しかし、自分なりに考え方を工夫してストレスに対処しようとしていても、日々、さまざまな難題がやってくるものです。 そのようなときは、まず行動してみるとよい場合もあるのです。 例えば、責任が重い仕事を任せられたり、思いもよらない出来事で精神的なダメージを受けたようなときに、”考え方や気持ちの持ち方だけで対処する”というのは、 実はとても難しいことです。
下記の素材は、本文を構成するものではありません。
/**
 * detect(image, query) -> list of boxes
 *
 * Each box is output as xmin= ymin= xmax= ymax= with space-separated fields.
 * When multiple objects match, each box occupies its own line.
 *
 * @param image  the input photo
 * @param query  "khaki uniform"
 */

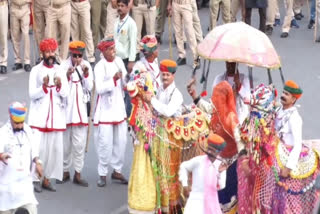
xmin=230 ymin=0 xmax=245 ymax=22
xmin=155 ymin=0 xmax=168 ymax=37
xmin=172 ymin=0 xmax=198 ymax=60
xmin=191 ymin=0 xmax=203 ymax=42
xmin=71 ymin=0 xmax=95 ymax=62
xmin=33 ymin=0 xmax=50 ymax=54
xmin=47 ymin=0 xmax=71 ymax=61
xmin=9 ymin=0 xmax=31 ymax=64
xmin=101 ymin=0 xmax=118 ymax=37
xmin=266 ymin=0 xmax=294 ymax=33
xmin=209 ymin=0 xmax=231 ymax=29
xmin=0 ymin=0 xmax=8 ymax=66
xmin=132 ymin=0 xmax=157 ymax=53
xmin=90 ymin=0 xmax=102 ymax=47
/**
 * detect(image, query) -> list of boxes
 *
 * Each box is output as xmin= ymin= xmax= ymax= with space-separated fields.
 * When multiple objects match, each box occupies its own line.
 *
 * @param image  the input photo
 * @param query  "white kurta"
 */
xmin=61 ymin=57 xmax=93 ymax=126
xmin=28 ymin=61 xmax=69 ymax=180
xmin=61 ymin=57 xmax=93 ymax=172
xmin=212 ymin=73 xmax=250 ymax=124
xmin=151 ymin=82 xmax=183 ymax=117
xmin=0 ymin=121 xmax=38 ymax=211
xmin=94 ymin=57 xmax=128 ymax=176
xmin=28 ymin=61 xmax=69 ymax=132
xmin=179 ymin=155 xmax=227 ymax=214
xmin=131 ymin=57 xmax=162 ymax=91
xmin=275 ymin=106 xmax=302 ymax=169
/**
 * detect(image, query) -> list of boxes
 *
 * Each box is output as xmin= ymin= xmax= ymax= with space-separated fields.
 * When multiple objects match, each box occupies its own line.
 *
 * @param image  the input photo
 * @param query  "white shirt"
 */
xmin=212 ymin=73 xmax=251 ymax=124
xmin=130 ymin=57 xmax=162 ymax=92
xmin=28 ymin=61 xmax=69 ymax=132
xmin=94 ymin=57 xmax=127 ymax=126
xmin=0 ymin=121 xmax=39 ymax=211
xmin=61 ymin=57 xmax=93 ymax=126
xmin=151 ymin=82 xmax=183 ymax=117
xmin=275 ymin=106 xmax=302 ymax=169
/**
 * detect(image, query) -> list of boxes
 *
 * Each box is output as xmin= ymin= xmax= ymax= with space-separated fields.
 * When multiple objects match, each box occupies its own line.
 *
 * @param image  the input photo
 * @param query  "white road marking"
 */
xmin=110 ymin=204 xmax=128 ymax=214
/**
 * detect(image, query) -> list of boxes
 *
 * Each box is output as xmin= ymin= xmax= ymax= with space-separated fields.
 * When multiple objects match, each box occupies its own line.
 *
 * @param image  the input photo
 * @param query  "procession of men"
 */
xmin=0 ymin=0 xmax=319 ymax=214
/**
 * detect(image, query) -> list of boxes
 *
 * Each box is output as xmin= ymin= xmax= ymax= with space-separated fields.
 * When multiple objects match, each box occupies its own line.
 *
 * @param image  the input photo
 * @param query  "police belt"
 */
xmin=173 ymin=0 xmax=191 ymax=4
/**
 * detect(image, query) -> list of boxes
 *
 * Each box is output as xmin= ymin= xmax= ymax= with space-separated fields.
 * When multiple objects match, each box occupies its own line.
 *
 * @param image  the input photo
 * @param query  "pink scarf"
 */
xmin=204 ymin=156 xmax=222 ymax=214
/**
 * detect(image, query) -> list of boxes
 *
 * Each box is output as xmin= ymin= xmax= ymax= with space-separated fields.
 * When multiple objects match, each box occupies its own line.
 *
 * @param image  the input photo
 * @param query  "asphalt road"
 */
xmin=0 ymin=1 xmax=320 ymax=214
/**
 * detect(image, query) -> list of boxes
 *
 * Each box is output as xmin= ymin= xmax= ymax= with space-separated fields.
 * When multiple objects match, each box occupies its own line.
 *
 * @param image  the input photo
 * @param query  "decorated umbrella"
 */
xmin=193 ymin=22 xmax=284 ymax=93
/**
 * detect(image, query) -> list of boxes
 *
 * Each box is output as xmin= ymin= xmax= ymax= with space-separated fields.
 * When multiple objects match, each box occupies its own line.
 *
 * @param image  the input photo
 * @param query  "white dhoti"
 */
xmin=94 ymin=121 xmax=128 ymax=176
xmin=34 ymin=129 xmax=63 ymax=180
xmin=63 ymin=126 xmax=88 ymax=173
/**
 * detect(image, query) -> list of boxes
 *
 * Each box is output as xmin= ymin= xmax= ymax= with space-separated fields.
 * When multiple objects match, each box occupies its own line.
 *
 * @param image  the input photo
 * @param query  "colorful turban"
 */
xmin=9 ymin=102 xmax=27 ymax=123
xmin=97 ymin=36 xmax=115 ymax=52
xmin=69 ymin=41 xmax=86 ymax=54
xmin=140 ymin=35 xmax=158 ymax=53
xmin=160 ymin=59 xmax=177 ymax=74
xmin=208 ymin=132 xmax=227 ymax=151
xmin=283 ymin=80 xmax=302 ymax=99
xmin=40 ymin=39 xmax=58 ymax=52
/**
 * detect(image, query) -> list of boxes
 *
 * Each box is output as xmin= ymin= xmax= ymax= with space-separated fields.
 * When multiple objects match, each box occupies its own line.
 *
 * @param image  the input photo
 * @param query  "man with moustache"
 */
xmin=0 ymin=102 xmax=42 ymax=214
xmin=28 ymin=39 xmax=69 ymax=191
xmin=275 ymin=80 xmax=302 ymax=177
xmin=93 ymin=36 xmax=128 ymax=187
xmin=61 ymin=41 xmax=93 ymax=187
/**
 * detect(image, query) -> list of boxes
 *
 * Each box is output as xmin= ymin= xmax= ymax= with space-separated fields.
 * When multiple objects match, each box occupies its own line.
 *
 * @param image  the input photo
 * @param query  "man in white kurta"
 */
xmin=179 ymin=133 xmax=227 ymax=214
xmin=61 ymin=41 xmax=93 ymax=187
xmin=28 ymin=39 xmax=69 ymax=191
xmin=130 ymin=35 xmax=162 ymax=91
xmin=212 ymin=62 xmax=250 ymax=124
xmin=150 ymin=60 xmax=183 ymax=117
xmin=275 ymin=80 xmax=302 ymax=177
xmin=0 ymin=102 xmax=42 ymax=214
xmin=94 ymin=37 xmax=128 ymax=187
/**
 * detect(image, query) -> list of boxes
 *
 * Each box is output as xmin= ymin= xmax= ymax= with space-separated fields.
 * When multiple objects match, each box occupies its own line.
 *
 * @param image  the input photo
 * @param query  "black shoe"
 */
xmin=176 ymin=57 xmax=187 ymax=65
xmin=24 ymin=64 xmax=31 ymax=72
xmin=294 ymin=13 xmax=304 ymax=20
xmin=290 ymin=19 xmax=300 ymax=28
xmin=73 ymin=176 xmax=89 ymax=187
xmin=266 ymin=25 xmax=273 ymax=36
xmin=0 ymin=65 xmax=7 ymax=74
xmin=308 ymin=20 xmax=314 ymax=29
xmin=12 ymin=63 xmax=22 ymax=71
xmin=33 ymin=181 xmax=42 ymax=193
xmin=42 ymin=182 xmax=57 ymax=192
xmin=97 ymin=176 xmax=107 ymax=187
xmin=111 ymin=171 xmax=128 ymax=184
xmin=280 ymin=32 xmax=289 ymax=38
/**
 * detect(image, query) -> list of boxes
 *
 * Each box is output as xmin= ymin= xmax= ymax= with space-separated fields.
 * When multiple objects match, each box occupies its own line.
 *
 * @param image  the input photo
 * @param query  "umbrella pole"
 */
xmin=191 ymin=56 xmax=201 ymax=78
xmin=267 ymin=68 xmax=272 ymax=84
xmin=248 ymin=66 xmax=253 ymax=91
xmin=202 ymin=61 xmax=211 ymax=92
xmin=279 ymin=67 xmax=285 ymax=85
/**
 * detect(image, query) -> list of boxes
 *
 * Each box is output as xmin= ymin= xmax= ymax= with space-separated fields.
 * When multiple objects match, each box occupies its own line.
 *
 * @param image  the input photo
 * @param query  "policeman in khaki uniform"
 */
xmin=47 ymin=0 xmax=71 ymax=62
xmin=209 ymin=0 xmax=231 ymax=30
xmin=33 ymin=0 xmax=50 ymax=62
xmin=132 ymin=0 xmax=159 ymax=53
xmin=9 ymin=0 xmax=31 ymax=72
xmin=71 ymin=0 xmax=95 ymax=64
xmin=0 ymin=0 xmax=8 ymax=74
xmin=168 ymin=0 xmax=200 ymax=68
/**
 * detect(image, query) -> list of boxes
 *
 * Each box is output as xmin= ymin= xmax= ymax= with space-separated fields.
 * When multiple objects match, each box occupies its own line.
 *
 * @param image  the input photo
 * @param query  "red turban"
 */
xmin=40 ymin=39 xmax=58 ymax=52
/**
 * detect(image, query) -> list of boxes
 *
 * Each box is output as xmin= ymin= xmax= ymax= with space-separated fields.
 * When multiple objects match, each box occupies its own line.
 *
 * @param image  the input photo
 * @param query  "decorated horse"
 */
xmin=238 ymin=84 xmax=319 ymax=213
xmin=127 ymin=70 xmax=209 ymax=213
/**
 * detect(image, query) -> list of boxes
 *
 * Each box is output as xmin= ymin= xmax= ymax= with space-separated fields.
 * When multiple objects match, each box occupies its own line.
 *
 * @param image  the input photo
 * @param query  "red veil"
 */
xmin=210 ymin=81 xmax=239 ymax=158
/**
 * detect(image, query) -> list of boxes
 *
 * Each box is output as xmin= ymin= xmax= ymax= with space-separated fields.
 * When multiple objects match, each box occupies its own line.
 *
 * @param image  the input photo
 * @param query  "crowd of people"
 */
xmin=0 ymin=0 xmax=319 ymax=214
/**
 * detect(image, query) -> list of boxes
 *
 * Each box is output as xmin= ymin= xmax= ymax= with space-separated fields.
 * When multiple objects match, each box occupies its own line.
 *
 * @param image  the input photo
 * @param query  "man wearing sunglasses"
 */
xmin=61 ymin=41 xmax=93 ymax=187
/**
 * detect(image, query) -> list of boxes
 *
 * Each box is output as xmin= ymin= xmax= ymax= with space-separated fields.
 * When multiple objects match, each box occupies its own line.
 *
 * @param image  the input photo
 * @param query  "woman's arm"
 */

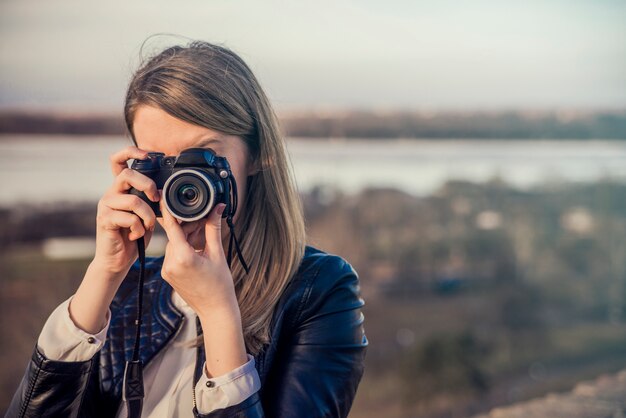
xmin=196 ymin=256 xmax=368 ymax=418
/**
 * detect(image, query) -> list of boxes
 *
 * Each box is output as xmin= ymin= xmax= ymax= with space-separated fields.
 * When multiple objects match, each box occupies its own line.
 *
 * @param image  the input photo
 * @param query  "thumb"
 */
xmin=204 ymin=203 xmax=226 ymax=253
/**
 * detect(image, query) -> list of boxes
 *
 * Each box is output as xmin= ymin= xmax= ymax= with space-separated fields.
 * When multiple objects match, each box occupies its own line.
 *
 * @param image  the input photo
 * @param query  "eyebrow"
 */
xmin=195 ymin=136 xmax=220 ymax=148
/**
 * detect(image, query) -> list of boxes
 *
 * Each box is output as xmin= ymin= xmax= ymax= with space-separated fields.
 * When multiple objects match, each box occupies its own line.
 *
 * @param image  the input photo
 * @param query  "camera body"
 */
xmin=129 ymin=148 xmax=236 ymax=222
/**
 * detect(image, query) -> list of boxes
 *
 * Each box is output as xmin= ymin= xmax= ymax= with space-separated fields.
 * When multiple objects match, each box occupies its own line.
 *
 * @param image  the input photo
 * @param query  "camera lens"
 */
xmin=178 ymin=184 xmax=199 ymax=206
xmin=163 ymin=169 xmax=215 ymax=222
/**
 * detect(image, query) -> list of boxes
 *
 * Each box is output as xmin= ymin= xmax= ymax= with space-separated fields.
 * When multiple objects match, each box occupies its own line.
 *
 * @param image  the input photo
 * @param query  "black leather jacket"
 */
xmin=6 ymin=247 xmax=367 ymax=418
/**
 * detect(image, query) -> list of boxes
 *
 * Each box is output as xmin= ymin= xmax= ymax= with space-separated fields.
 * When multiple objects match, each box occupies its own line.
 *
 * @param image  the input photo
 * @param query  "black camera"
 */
xmin=129 ymin=148 xmax=237 ymax=222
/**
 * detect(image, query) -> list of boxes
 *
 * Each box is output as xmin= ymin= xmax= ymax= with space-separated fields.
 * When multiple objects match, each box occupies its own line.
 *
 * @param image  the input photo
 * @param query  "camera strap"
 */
xmin=122 ymin=237 xmax=146 ymax=418
xmin=226 ymin=174 xmax=250 ymax=274
xmin=122 ymin=175 xmax=249 ymax=418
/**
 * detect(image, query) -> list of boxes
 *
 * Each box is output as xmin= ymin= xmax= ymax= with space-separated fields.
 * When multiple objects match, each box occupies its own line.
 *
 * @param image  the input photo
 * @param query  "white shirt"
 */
xmin=37 ymin=292 xmax=261 ymax=418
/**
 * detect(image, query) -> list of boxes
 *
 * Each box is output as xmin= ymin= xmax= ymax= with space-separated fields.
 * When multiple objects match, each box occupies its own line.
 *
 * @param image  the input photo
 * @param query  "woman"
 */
xmin=8 ymin=42 xmax=367 ymax=417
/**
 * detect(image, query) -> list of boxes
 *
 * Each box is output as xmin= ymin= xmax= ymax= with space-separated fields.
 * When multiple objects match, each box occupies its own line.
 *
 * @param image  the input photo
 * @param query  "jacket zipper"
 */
xmin=191 ymin=316 xmax=204 ymax=411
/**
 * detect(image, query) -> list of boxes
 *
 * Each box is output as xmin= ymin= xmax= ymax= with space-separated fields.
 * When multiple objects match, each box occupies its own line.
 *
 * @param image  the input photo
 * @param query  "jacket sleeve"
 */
xmin=5 ymin=347 xmax=97 ymax=418
xmin=197 ymin=256 xmax=368 ymax=418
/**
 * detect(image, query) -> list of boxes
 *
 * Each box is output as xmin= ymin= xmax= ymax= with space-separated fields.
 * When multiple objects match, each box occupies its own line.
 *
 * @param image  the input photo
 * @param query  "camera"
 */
xmin=129 ymin=148 xmax=237 ymax=222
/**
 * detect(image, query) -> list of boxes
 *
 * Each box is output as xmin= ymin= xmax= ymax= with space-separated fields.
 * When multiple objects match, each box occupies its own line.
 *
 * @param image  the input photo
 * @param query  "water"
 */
xmin=0 ymin=135 xmax=626 ymax=205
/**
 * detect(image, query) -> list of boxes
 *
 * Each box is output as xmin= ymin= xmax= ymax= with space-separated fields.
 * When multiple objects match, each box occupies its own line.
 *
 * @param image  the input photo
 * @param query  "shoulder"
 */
xmin=286 ymin=246 xmax=364 ymax=323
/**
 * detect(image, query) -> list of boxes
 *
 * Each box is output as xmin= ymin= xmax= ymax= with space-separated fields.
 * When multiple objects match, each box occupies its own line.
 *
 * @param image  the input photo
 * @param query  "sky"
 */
xmin=0 ymin=0 xmax=626 ymax=111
「つらい」「嫌だ」という否定的な気持ち自体を何とかしようとするよりも、 「取り組む前に情報を集めて策を練る」「同僚や家族、友人に相談してみる」など、否定的に感じさせる物事や事態を、まず動かし、 取り除くための”行動”を起こしましょう。


●体を動かすこともストレス解消に

運動も、手軽で簡単にできるストレス解消の方法です。 運動をすると、「エンドルフィン」というホルモンが脳内で分泌され、高揚感や満足感、幸福感が高まり、嫌な感情や不安が和らぎます。 エンドルフィンは、ランニングなどの心肺機能を高める運動を行うと分泌されることがわかっています。 また、本格的な運動でなくても、通勤や通学の際に、今までより歩幅を広くしてリズミカルに歩いたり、公園などで少し速度を上げて散歩をするのも効果的です。

【関連項目】:『運動不足解消』

【お勧めは「休日の散歩」】
晴れた休日に散歩をすると、エンドルフィンが分泌されるだけでなく、五感も刺激されてリラックス効果が得られます。 散歩中に飲み物を飲んだり、店に入って食事をすれば、味覚も刺激されます。


【鬱病を予防するためにもストレス対策を】
ストレスは、鬱病の原因になることが知られています。 鬱病を発症すると、元の状態に回復するまでには、大きな困難が友なります。 現在、鬱病を予防するためのストレス対策が、世界的にも重要視されています。 ぜひ日頃からストレス対策を心がけるようにしてください。